Повернув голову, он поймал на себе любопытный взгляд брата.

- Как думаешь, ты будешь скучать по ней, когда все закончится? - тихо спросил Уильям.

Гарри натянуто рассмеялся:

- И ты еще спрашиваешь - после того, что я узнал в конторе Бёрда? Про гондолу, про пристань, про отели…

- Да, подробности просто поражают, - согласился Уильям.

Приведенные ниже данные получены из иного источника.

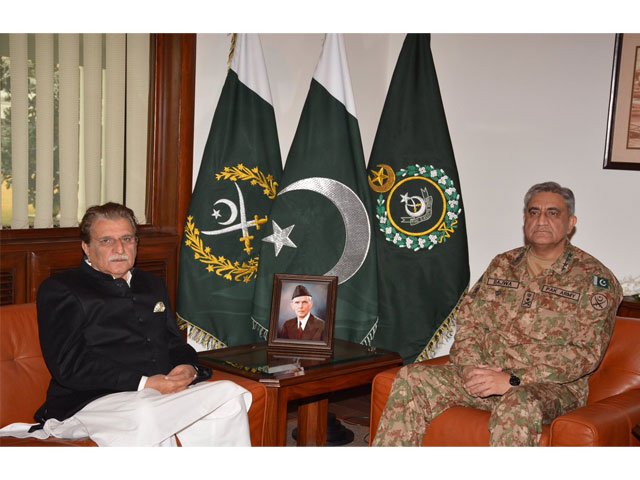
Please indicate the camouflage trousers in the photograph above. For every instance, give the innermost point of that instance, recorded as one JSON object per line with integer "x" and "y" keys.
{"x": 420, "y": 393}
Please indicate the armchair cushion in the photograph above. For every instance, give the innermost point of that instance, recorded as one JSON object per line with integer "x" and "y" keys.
{"x": 612, "y": 410}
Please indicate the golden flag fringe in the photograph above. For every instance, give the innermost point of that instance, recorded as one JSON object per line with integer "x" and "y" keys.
{"x": 199, "y": 336}
{"x": 444, "y": 332}
{"x": 232, "y": 49}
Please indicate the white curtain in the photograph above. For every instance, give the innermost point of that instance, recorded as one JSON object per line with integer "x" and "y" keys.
{"x": 101, "y": 135}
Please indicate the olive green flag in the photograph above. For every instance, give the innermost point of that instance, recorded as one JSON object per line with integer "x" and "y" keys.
{"x": 423, "y": 264}
{"x": 319, "y": 223}
{"x": 229, "y": 209}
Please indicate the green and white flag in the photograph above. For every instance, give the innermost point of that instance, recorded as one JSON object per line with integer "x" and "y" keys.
{"x": 319, "y": 222}
{"x": 229, "y": 210}
{"x": 423, "y": 259}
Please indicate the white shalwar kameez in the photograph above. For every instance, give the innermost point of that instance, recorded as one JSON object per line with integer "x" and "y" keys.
{"x": 206, "y": 414}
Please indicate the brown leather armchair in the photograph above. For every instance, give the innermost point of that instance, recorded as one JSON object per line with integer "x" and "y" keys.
{"x": 24, "y": 379}
{"x": 612, "y": 410}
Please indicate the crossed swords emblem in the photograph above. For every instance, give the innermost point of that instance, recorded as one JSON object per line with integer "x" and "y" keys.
{"x": 243, "y": 224}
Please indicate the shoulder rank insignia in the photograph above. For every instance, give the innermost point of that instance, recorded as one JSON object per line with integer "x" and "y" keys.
{"x": 600, "y": 282}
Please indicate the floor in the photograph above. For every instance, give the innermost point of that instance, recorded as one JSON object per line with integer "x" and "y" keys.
{"x": 351, "y": 409}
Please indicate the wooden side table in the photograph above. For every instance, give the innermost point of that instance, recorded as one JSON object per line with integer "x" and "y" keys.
{"x": 352, "y": 365}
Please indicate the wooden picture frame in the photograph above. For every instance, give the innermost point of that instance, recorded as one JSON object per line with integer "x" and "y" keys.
{"x": 298, "y": 295}
{"x": 622, "y": 148}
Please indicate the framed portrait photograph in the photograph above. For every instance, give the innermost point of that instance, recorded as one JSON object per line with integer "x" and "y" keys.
{"x": 303, "y": 311}
{"x": 622, "y": 150}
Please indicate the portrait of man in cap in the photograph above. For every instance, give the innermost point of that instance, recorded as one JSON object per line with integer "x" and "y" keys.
{"x": 305, "y": 325}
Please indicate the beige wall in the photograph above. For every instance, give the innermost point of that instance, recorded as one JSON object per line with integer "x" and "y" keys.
{"x": 521, "y": 109}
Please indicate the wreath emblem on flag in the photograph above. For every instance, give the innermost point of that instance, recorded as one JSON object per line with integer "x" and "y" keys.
{"x": 418, "y": 206}
{"x": 219, "y": 264}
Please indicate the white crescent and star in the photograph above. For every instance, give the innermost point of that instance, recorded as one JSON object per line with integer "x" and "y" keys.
{"x": 232, "y": 207}
{"x": 354, "y": 216}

- Подробности? - Гарри недоумевающе посмотрел на брата. - Уж не хочешь ли ты сказать, что в принципе догадывался?

- О чем? Что эта женщина… так сказать, играет не по правилам? - пробормотал Уильям, не отводя взгляда от девочек, которые гладили слона по могучему боку. - Дружище, нашей семье об этом давно уже известно.

Гарри глубоко поражен и уязвлен.

- Выходит, вы обсуждали мой позор?

- Успокойся. Никто этой темы не касался, у нас это не принято. Я говорю о своем впечатлении, но могу ошибаться, - не очень убедительно объяснил Уильям. - Однако, понимаешь, в тоне наших с тобой сестер было нечто такое… когда они произносили ее имя.

- Ты это знал. Но каким…

Легкое пожатие плечами.

- Обычно подобные вещи более заметны со стороны. Не знаю, возможно, это проскальзывало в поведении Хелен, в отношении к тебе.

Гарри еще острее почувствовал унизительность своего положения.

- Но, позволь, почему же никто из вас ни разу не намекнул мне об этом?

- За себя могу сказать только одно: помимо общего впечатления, у меня не было никаких конкретных оснований подозревать ее, - угрюмо признался Уильям. - Я даже решил, что ты не захочешь об этом и слышать. Я хочу сказать, думал, что между вами существует определенная договоренность.

Угощая слона булочкой, Нэн тревожно оглянулась на отца, которому удалось небрежно улыбнуться и успокаивающе помахать ей. Видя, что она снова отвернулась, он недоумевающе хмурится, машинально потирая лоб.

- Мог ли я что-то знать, сам того не ведая?

- Право, старина, это уж слишком сложно, - оправдывался Уильям.

- А почему ты спросил меня, буду ли я по ней скучать? - растерянно спросил Гарри.

Брат усмехнулся:

- Боюсь, на твоем месте я бы наверняка стал скучать.

Жена Уильяма, первая леди светского общества на Гибралтаре, полная добродушная матрона, никогда не давала мужу повода усомниться в своей верности.

Гарри уныло признался:

- Лучшее, что было в Хелен - ее живой и веселый нрав, - перестало для меня существовать уже много лет назад. Последние годы жизнь с нею была сущим адом. О чем же тут жалеть?

Брат небрежно пожал плечами:

- Полагаю, со временем ты это поймешь.